Table 4.
Cardiac computed tomography in COVID-19.
| Potential role | Scenarios | Comment |
|---|---|---|
| Coronary assessment (epicardial) | Differential myocardial injury vs. obstructive coronary disease | CMR has a clear role here; cardiac CT might permit sufficient coronary assessment before a patient is able to undergo CMR for myocardial assessment |
| First assessment of non-ST elevation acute coronary syndromes | Instead of ICA first | |
| Prior to non-coronary cardiac surgery | Already being used in some patients and centres prior to COVID-19 | |
| Prior to structural heart interventions: LAA occlusion, TMVR, TAVI | May reduce need for ICA, especially in patients with fewer coronary risk factors | |
| Left atrial appendage thrombus assessment | In patients requiring DC cardioversion of atrial arrhythmia, or prior to atrial fibrillation/flutter ablation, where sufficient anticoagulation has not been present, or there is higher than average thrombus risk | Reduces need for TOE An early and delayed image phase helps distinguish contrast stasis from thrombus. Further data on sensitivity and specificity vs.

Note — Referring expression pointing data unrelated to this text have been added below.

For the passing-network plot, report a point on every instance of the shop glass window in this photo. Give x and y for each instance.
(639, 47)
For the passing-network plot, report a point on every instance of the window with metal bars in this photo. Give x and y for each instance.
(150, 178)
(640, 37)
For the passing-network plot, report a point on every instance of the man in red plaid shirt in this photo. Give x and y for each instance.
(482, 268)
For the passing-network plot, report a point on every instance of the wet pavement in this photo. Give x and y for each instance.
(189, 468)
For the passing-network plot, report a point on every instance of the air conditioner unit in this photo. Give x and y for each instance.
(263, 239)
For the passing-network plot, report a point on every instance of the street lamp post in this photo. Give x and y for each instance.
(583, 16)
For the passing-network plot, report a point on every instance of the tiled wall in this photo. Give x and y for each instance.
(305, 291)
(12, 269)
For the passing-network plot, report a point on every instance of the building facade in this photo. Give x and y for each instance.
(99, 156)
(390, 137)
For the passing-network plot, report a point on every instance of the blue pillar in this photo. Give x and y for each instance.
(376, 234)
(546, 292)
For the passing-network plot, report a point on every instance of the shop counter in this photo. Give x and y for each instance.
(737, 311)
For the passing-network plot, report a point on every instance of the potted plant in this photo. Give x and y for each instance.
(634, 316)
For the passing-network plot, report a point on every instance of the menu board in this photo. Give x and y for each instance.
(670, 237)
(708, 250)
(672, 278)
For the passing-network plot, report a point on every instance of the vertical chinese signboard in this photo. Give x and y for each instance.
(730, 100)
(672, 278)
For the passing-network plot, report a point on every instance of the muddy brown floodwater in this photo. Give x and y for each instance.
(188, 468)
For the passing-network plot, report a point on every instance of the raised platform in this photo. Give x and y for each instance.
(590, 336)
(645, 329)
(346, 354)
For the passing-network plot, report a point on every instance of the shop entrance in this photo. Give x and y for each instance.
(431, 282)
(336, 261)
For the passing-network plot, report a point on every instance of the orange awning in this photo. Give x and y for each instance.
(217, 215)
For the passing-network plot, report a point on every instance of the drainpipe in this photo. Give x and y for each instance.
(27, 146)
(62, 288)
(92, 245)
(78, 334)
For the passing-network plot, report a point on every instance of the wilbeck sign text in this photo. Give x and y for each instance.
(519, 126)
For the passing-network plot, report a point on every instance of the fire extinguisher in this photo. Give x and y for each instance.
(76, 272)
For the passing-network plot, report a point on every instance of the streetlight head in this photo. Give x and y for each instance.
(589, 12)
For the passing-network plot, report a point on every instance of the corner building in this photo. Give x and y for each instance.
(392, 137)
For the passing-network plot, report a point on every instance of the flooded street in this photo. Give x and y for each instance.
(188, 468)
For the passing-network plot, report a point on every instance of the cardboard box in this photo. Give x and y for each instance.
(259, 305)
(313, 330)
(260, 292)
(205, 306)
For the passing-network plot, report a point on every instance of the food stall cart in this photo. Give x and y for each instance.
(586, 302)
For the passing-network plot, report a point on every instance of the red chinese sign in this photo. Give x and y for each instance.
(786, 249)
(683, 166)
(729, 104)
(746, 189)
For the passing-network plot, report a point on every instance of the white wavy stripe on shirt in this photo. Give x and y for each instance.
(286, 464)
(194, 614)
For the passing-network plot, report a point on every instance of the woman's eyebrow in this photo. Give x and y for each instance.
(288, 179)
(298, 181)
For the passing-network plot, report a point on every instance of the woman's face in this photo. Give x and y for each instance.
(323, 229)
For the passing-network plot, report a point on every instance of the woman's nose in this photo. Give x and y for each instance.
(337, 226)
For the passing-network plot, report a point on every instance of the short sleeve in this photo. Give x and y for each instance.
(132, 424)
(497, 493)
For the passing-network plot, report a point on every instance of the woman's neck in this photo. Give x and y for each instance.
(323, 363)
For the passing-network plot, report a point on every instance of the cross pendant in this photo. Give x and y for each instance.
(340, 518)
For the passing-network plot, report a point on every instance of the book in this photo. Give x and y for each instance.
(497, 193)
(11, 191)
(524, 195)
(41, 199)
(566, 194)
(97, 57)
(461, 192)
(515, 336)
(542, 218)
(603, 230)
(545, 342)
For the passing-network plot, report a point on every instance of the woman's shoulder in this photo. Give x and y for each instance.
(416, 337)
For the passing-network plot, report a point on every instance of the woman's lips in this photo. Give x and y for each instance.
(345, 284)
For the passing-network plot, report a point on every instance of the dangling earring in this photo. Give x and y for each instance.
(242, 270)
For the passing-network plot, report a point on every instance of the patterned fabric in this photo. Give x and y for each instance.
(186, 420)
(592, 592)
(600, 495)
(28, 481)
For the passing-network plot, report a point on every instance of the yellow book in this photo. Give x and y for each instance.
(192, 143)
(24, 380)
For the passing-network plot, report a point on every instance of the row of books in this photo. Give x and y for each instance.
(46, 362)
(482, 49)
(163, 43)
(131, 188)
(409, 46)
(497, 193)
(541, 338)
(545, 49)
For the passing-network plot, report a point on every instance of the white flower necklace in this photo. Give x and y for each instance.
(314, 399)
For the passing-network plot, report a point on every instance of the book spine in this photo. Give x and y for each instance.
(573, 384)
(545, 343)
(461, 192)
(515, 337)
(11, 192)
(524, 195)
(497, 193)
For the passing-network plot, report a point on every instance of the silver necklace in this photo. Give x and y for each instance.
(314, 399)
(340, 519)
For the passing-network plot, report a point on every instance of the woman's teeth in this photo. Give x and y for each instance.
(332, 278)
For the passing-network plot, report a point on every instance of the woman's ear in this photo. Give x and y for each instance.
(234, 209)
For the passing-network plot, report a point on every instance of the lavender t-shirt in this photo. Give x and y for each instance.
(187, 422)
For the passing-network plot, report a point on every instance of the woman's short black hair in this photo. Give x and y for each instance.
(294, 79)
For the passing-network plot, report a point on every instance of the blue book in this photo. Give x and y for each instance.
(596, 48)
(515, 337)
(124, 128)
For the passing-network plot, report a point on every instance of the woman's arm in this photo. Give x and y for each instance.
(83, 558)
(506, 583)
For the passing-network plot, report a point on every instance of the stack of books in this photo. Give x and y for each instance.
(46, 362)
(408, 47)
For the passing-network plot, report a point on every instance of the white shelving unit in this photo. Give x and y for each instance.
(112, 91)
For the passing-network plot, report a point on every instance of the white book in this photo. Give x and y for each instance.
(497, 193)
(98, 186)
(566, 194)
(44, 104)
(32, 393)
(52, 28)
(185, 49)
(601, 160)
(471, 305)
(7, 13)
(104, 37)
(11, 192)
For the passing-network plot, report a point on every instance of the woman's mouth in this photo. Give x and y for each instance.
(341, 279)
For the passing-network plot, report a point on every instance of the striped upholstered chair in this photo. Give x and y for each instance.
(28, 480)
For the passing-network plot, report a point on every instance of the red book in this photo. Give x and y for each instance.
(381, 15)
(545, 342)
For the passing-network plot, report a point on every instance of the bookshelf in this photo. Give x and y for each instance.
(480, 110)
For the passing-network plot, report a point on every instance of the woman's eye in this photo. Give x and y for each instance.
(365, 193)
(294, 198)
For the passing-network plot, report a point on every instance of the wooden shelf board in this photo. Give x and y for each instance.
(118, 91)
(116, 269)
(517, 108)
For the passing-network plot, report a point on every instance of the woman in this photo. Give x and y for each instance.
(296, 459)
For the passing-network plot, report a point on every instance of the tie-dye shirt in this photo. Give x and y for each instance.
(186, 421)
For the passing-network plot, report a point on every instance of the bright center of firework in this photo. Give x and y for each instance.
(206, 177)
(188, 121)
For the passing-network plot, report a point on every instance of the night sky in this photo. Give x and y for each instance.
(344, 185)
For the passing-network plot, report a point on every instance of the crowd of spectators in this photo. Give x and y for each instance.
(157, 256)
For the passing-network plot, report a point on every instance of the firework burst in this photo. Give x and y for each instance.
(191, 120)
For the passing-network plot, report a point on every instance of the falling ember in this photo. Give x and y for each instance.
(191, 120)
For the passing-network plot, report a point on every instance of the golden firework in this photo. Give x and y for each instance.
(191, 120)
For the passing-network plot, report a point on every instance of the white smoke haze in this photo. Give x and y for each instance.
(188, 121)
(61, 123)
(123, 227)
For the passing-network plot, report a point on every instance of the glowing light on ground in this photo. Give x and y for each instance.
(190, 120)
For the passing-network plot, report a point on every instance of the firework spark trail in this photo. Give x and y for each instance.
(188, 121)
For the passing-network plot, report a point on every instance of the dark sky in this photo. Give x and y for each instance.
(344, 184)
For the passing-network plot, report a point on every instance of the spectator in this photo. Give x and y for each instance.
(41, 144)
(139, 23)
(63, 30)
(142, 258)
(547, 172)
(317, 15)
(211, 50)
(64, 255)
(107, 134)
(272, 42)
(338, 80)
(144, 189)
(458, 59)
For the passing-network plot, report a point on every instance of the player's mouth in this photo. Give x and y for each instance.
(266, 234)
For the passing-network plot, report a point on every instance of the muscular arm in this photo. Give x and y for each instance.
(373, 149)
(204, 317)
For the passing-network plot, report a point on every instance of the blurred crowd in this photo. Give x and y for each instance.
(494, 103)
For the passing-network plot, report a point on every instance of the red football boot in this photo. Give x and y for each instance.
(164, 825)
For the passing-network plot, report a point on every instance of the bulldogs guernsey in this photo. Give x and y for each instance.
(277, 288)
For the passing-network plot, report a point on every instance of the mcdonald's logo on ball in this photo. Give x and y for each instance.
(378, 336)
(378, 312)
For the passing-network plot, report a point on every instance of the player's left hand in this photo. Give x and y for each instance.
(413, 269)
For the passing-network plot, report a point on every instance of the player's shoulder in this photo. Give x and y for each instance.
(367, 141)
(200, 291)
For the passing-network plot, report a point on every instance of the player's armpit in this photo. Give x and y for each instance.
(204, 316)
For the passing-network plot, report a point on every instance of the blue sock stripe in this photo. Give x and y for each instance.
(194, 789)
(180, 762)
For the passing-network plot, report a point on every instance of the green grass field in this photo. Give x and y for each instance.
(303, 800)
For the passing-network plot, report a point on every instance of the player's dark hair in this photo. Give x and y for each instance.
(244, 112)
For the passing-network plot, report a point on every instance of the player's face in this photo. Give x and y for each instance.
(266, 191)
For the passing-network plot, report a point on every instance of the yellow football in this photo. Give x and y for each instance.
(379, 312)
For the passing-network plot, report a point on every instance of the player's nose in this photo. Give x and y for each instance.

TOE will be important here |
| Myocarditis | Potential role through use of delayed contrast imaging to distinguish myocardial infarction with unobstructed coronaries from myocarditis | CMR is the gold standard in assessment of myocarditis by non-invasive imaging and has a larger evidence base. Further data will be needed |
| Structural cardiology interventions | Established role in pre-procedural planning in LAA, TMVR, and TAVI | May further reduce need for TOE where this is used |
COVID-19, coronavirus disease 2019; CMR, cardiac magnetic resonance; ICA, invasive coronary angiography; LAA, left atrial appendage; TMVR, transcutaneous mitral valve intervention; TAVI, transcutaneous aortic valve intervention; TOE, transoesophageal echocardiography.